Alors que les pays les plus pauvres sont ceux où l’urbanisation va se développer le plus rapidement dans un proche avenir, leurs autorités peinent déjà à fournir logements et infrastructures à cette nouvelle population d’urbains, attirée par les opportunités éco­nomiques de la ville. «Au Tchad, au ­Soudan ou en Centrafrique, qui font partie des pays les plus pauvres du monde, 90% de la population urbaine vit dans des quartiers précaires. Dans les pays plus développés, la proportion de la population urbaine vivant dans des quartiers précaires oscille entre 30 à 60%. Le niveau de développement d’un pays et le nombre d’habitants vivant dans des quartiers précaires sont largement corrélés», explique Pierre-­Arnaud ­Barthel, chef de projet au sein de la division Collectivités locales et développement urbain à l’Agence française de développement (AFD), dans une interview à Euractiv

L’expert rappelle une effrayante projection de l’ONU : sur les 2 milliards de Terriens supplémentaires en 2050, la moitié vivra dans un bidonville. L’agence de l’ONU spécialisée dans l’urbanisme, UN-Habitat, définit un bidonville comme un logement répondant à un ou plusieurs de ces critères : non permanent (et n’offrant pas de protection contre des conditions climatiques extrêmes) ; accueillant au moins 4 personnes dans une même pièce ; ne bénéficiant pas d’eau potable en quantité suffisante ; dépourvu de réseau d’assainissement. Au total, selon l’agence, 3 milliards d’individus pourraient s’entasser dans ce type d’habitat d’ici la moitié du siècle si aucune ­politique publique efficace n’est mise en place. Pour éviter la catastrophe, Pierre-­Arnaud ­Barthel préconise de réhabiliter et de régulariser ces habitats précaires – via la distribution de titres de propriété – au lieu de les raser, et d’améliorer la planification des villes, de manière à relier les zones habitées aux bassins d’emploi.

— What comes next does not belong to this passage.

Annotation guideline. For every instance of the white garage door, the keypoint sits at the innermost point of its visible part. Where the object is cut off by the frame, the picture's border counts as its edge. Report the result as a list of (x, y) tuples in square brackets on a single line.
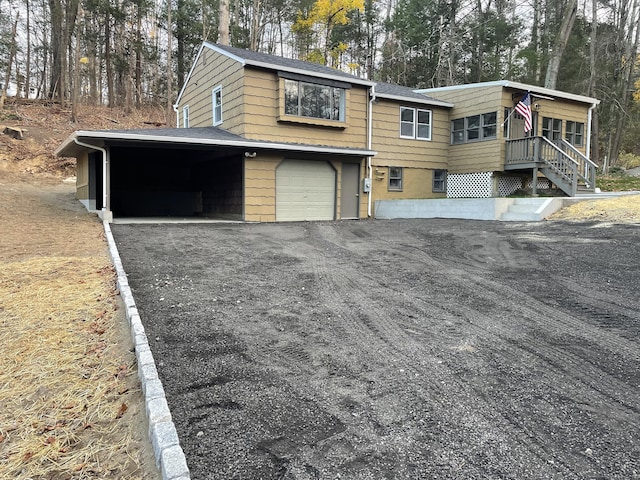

Virus et pollution de l’air

Si les effets de l’urbanisation sont incertains sur le plan social, il en est de même sur le plan écologique. Certes, la ville permet une mise en commun de ressources, à travers l’habitat collectif ou les réseaux de transports publics. Parallèlement, dans nombre de grandes villes des pays riches, la progression du vote pour des partis éco­logistes, ces dernières années, a été interprétée par les instituts de sondage et de statistique comme une demande d’écologie par une population jeune et éduquée. Reste que, globalement, le mode de vie urbain est plus consommateur, pour la simple raison que les ­citadins sont en moyenne... plus riches.

La densité des villes favorise également les pollutions locales, notamment la pollution de l’air, causée principalement par l’utilisation d’énergies fossiles. Celle-ci est à l’origine de plusieurs millions de décès prématurés par an : 8,8 millions, selon une étude publiée en mai 2019 dans la revue European Heart Journal, soit près du double des 4,5 millions de morts retenus jusqu’ici par l’Organisation mondiale de la santé (OMS). Les zones urbaines africaines ou asiatiques affichent d’ailleurs les taux de mortalité les plus ­élevés, indique un rapport de l’Agence internationale de l’énergie (AIE ou IEA en anglais). Toujours sur le plan sanitaire, la densité des zones urbaines suscite une inquiétude croissante quant au risque pandémique, surtout depuis l’apparition du Covid-19. «La densité des espaces de vie est un indicateur de la densité des interactions fatales qui facilitent la propagation du virus», estime l’ingénieur et statisticien ­Jean-Pierre ­Orfeuil dans un article publié par la revue Métropolitiques. Là encore, précise-­t-il, les zones urbaines denses sont plus touchées si elles sont pauvres, en raison de la promiscuité et de l’exposition de certains métiers.

Ce que les villes concentrent dépend donc largement de la richesse du pays en question. D’ici à 2050, la ville la plus peuplée du monde, Tokyo, aura été dépassée par ­Bombay, ­New Delhi, ­Dacca, ­Kinshasa, ­Calcutta et ­Lagos… Face au risque de voir grandir dans ces mégapoles la misère, la pollution et les ­épidémies, nombre d’institutions et d’experts, à l’image de l’UN-Habitat ou de Pierre-Arnaud Barthel, insistent sur la nécessité de développer les villes petites et intermédiaires, où vit encore la moitié de la population urbaine.